The assay of SNP array commonly includes the three major steps : chip hybridization, chip scanning and raw data analysis. In the process, a set of expensive facility is needed. In general, individual researcher or institute has no ability or no necessary to set up such facility to perform the high throughput genotyping. Thus, most scientists urgently need the service of SNP array assay, but on the other hand, they pay more attentions to the service charge. China National Seed Group Co., Ltd has established SNP arrays for different research purposes in rice and maize.

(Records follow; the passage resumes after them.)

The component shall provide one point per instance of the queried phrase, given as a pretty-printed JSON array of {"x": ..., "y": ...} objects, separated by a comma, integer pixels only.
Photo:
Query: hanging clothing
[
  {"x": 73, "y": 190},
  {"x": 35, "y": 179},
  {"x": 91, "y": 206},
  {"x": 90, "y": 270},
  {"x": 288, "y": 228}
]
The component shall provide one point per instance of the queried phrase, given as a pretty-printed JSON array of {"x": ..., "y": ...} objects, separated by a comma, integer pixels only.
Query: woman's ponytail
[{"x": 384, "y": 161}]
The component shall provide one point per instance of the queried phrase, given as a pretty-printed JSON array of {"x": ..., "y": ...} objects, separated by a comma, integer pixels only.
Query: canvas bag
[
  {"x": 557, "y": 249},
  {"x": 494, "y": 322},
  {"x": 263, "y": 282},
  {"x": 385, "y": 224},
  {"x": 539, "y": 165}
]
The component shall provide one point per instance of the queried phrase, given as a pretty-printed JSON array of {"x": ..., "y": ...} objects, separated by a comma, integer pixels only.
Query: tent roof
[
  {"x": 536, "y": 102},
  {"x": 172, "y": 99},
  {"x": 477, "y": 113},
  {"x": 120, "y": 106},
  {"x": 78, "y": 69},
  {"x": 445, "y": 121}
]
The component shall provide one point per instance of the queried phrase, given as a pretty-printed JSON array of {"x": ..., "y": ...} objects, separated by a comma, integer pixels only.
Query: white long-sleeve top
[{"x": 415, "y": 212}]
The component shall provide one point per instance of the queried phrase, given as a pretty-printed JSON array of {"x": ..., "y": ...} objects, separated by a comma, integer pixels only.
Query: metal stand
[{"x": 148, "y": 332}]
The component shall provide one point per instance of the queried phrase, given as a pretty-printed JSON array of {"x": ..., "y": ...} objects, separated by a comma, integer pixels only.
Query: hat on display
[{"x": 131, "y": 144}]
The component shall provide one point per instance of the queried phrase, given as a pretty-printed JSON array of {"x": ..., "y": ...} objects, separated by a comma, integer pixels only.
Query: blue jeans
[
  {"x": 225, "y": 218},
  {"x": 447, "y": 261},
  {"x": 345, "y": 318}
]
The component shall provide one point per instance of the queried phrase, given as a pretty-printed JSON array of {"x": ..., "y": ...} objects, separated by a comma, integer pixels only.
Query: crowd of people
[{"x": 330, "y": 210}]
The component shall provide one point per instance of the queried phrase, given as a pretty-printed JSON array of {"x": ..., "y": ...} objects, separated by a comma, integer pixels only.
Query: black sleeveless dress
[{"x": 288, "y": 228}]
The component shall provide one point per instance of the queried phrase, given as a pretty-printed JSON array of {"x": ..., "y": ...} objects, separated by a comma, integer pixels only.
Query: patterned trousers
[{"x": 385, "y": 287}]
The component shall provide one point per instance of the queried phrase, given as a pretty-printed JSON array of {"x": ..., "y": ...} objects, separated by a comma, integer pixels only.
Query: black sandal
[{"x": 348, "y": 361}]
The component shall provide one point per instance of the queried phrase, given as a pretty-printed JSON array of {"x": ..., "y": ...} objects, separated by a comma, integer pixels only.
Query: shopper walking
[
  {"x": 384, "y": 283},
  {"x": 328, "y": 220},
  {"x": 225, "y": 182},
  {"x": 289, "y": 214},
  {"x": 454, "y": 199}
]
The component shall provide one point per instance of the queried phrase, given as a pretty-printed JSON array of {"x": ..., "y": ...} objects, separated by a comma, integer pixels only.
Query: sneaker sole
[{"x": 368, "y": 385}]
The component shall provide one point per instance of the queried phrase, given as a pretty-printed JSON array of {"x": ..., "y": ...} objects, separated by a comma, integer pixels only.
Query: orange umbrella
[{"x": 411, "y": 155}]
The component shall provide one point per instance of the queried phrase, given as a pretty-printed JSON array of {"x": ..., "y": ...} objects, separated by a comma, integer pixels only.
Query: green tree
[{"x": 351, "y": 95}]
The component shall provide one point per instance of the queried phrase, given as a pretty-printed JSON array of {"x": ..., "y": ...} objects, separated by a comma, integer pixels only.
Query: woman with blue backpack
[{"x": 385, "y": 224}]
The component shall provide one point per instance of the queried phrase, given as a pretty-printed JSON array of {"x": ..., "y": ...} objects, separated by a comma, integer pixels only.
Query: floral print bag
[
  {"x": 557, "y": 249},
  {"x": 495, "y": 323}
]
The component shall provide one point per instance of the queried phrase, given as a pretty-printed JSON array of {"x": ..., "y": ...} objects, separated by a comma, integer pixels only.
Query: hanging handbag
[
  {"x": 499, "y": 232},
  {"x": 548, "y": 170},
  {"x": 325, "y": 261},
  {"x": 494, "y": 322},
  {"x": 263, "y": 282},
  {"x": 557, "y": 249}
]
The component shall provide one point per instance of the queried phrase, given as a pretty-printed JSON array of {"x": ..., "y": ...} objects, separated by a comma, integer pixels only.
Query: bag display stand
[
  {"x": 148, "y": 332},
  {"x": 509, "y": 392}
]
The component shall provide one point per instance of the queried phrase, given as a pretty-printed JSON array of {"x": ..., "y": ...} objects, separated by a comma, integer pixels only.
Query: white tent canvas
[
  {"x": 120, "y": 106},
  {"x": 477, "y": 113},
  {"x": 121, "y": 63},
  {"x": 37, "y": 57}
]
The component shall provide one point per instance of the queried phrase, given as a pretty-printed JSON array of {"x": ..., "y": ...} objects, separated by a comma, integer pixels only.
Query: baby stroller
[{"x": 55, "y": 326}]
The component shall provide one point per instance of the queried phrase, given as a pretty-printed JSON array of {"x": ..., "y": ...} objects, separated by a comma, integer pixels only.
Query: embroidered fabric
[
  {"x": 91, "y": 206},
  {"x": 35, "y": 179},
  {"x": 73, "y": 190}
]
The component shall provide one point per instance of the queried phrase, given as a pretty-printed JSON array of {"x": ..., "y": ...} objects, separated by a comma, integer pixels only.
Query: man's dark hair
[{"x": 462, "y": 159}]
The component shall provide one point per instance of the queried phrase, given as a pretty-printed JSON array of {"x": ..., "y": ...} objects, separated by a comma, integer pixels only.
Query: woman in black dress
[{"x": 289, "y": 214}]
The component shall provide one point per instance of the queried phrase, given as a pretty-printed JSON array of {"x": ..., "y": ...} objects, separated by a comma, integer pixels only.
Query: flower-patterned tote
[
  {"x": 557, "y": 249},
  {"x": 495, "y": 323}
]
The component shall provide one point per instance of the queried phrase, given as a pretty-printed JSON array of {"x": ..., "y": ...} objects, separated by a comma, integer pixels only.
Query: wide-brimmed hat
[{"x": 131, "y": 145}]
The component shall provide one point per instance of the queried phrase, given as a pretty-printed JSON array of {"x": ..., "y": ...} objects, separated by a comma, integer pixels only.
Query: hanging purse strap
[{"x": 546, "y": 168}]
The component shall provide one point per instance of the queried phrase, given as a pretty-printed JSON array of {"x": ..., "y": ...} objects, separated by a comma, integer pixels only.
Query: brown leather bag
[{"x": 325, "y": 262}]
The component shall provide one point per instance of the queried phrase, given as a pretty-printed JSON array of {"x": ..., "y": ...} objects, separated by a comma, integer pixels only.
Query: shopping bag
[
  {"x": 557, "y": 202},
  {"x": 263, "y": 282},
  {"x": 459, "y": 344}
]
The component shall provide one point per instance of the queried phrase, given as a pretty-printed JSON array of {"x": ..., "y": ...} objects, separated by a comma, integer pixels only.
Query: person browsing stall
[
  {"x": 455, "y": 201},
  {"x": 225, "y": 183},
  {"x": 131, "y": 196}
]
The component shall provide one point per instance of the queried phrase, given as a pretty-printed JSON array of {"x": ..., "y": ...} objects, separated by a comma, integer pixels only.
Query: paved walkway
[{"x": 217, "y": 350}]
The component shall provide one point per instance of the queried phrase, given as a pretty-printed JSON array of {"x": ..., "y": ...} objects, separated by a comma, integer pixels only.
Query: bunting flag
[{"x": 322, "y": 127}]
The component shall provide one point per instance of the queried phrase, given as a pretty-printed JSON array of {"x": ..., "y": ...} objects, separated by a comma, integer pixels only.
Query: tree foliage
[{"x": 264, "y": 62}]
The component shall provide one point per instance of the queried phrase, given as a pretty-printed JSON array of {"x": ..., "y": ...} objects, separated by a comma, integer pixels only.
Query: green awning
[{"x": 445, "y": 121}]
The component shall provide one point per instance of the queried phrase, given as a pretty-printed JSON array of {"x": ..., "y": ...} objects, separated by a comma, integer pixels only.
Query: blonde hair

Their costs are dependent on the SNP density of the array and the number of samples to be genotyped. In rice, it costs 150 USD to genotype one individual using RICE6K SNP array in China. But the cost increases up to 300 USD using RICE60K array. On average, developing a high-density genetic linkage map with a population of 200 individual scosts about 30,000 USD, which is acceptable as compared to that using traditional marker. But for genome selection, which is intended to track several complex traits by a high-density marker array, only a few promising improved plants would move to further selection in a breeding program, thus 300 USD per genotype could be bear for genotyping with a high throughput SNP array. Especially for deciphering the linkage drag redundancy, high-density SNP array is more efficient.
It is believed that the cost of SNP array assay will be gradually decreased. The reasonable prices and quick high throughput genotyping of SNP array are making the use of SNPs even more attractive and efficient. SNP array will accelerate genetics studies and bridges the gap between genomics and breeding in cereals.